Barbosa se mostra favorável à instituição de uma idade mínima que seja ajustada periodicamente, de acordo com as mudanças demográficas do país e o aumento da expectativa de vida. Em conferência com investidores estrangeiros e nacionais, ele defendeu outra alternativa, uma adaptação na fórmula 85/95. O ministro do Planejamento, Valdir Moysés Simão, também é favorável a mudanças no sistema previdenciário. Para ele, o ideal seria criar mecanismos para postergar o requerimento das aposentadorias.

Divergências
Os técnicos da Previdência Social avaliam que, além de instituir uma idade mínima progressiva para a aposentadoria, é necessário tornar mais restritivas as regras de acesso aos benefícios. Mas o principal foco de resistência a essas medidas está na própria pasta. Tanto o ministro do Trabalho e Previdência Social, Miguel Rossetto, quanto seu antecessor, Carlos Eduardo Gabas, que chefia a Secretaria Nacional de Previdência Social, são contra as medidas. Para eles, fixar uma idade para ter acesso a aposentadorias pune aqueles que começaram a trabalhar, por exemplo, aos 18 anos.

O governo instituiu, em dezembro de 2014, o Fórum de Debates sobre Políticas de Emprego, Trabalho e Renda e Previdência Social para debater com trabalhadores, aposentados e representantes do setor produtivo propostas para mudar as regras de concessão de benefícios.
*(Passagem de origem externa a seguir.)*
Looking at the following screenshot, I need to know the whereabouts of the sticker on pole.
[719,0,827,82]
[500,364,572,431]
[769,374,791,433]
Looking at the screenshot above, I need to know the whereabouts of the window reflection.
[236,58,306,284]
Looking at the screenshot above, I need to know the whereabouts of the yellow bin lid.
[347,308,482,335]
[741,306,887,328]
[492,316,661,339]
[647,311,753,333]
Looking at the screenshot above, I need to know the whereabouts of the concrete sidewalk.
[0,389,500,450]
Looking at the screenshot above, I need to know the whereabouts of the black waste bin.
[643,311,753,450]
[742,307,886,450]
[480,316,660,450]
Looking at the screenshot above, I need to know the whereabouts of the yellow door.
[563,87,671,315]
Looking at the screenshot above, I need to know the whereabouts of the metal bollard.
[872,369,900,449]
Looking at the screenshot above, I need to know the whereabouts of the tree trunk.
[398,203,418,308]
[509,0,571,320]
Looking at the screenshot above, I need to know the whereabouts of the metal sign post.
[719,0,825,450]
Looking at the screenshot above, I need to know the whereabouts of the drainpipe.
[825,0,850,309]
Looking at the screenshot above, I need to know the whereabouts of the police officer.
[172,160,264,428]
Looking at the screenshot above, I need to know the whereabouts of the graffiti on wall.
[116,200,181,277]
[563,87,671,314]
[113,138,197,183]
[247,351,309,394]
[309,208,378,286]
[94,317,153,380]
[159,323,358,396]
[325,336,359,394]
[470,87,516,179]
Um ano depois da publicação do decreto que criou o fórum, poucas reuniões foram realizadas e nada de concreto foi definido para embasar mudanças as normas que estabelecem os critérios para o pagamento dos seguros. Especialistas defendem que, além de restringir o acesso às pensões e aos auxílios, é preciso mudar a Previdência Rural, que definiu os trabalhadores do campo como segurados especiais.
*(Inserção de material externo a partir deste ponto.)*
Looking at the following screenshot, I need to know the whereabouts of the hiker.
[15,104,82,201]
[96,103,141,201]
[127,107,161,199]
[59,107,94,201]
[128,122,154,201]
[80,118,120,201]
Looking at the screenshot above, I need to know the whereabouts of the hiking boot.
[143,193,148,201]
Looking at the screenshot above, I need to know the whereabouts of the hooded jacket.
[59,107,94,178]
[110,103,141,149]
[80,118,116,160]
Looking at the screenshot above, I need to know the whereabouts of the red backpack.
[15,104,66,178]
Para ter acesso ao benefício, os homens do campo precisam ter 60 anos e as mulheres, 55. Não é necessário cumprir os anos de contribuição definidos para os trabalhadores urbanos. De janeiro a outubro, as contribuições dos segurados rurais totalizaram R$ 5,9 bilhões, mas os gastos com o pagamento de benefícios chegaram a R$ 79,5 bilhões. Para piorar a situação, o aumento do desemprego e a queda no faturamento das empresas impactarão a Previdência Urbana, que já começa a registrar deficit.

A crise econômica obrigou empresários de todos os setores a dispensar mão de obra para reduzir custos, e não há qualquer indicação de mudança nesse quadro. O volume de contratações no país, que, historicamente, se concentra entre junho e outubro, se transformou em uma onda de demissões. A expectativa é que o corte de vagas se acentue no primeiro semestre de 2016, em meio à paralisia do governo.

De janeiro a novembro, 945 mil trabalhadores foram demitidos. A expectativa dos economistas é que 1,5 milhão de pessoas engrossem as fileiras do desemprego até o fim de dezembro. Para 2016, os analistas estimam que 1 milhão de brasileiros serão dispensadas do mercado formal, o que impactará diretamente o caixa do INSS. Com a arrecadação em queda, aqueles que já atingiram o tempo de contribuição devem requerer o benefício para garantir renda em meio à crise, ampliando o deficit do sistema.